Utility of semi-occlusive wound dressings – Tips from Other Journals
The use of semi-occlusive dressings has been shown to improve the epithelialization of wounds. These dressings also act as bacterial barriers and are more convenient for the patient than conventional dressings. To determine whether use of semi-occlusive dressings also lowers the incidence of wound infection and causes less pain, Phillips and colleagues compared conventional dressings with semi-occlusive dressings in shave biopsies.
Thirty-eight patients with 50 biopsies were randomly assigned to receive either conventional treatment, which consisted of daily cleansing of the site with hydrogen peroxide followed by application of antibiotic ointment and an adhesive dressing, or cleansing of the site followed by application of a semi-occlusive dressing, which remained in place unless it became dislodged. Pain, epithelialization and infection were assessed at one week follow-up. A second evaluation was performed at two weeks if the wound was not healed.

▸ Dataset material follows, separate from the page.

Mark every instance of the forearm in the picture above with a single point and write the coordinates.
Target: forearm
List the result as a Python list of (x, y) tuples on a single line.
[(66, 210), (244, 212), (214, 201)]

Pain was noted frequently on removal of the conventional adhesive dressing but was absent on removal of the semi-occlusive dressing. Eighty-four percent of wounds treated with the semi-occlusive therapy were healed at one week, as were 88 percent of the conventionally treated wounds. No infection was noted in any of the wounds.
Although no significant differences in healing with semi-occlusive dressing were noted, the authors found that semi-occlusive dressings were more convenient for patients. This was especially true for elderly patients and if the biopsy site was in a difficult-to-reach spot. The authors also note that while semi-occlusive dressings are more expensive than conventional dressings, they can usually be cut to fit the wound; they also last longer and can therefore provide several applications if needed. (Archives of Dermatology, July 1993, vol. 129, p. 859.)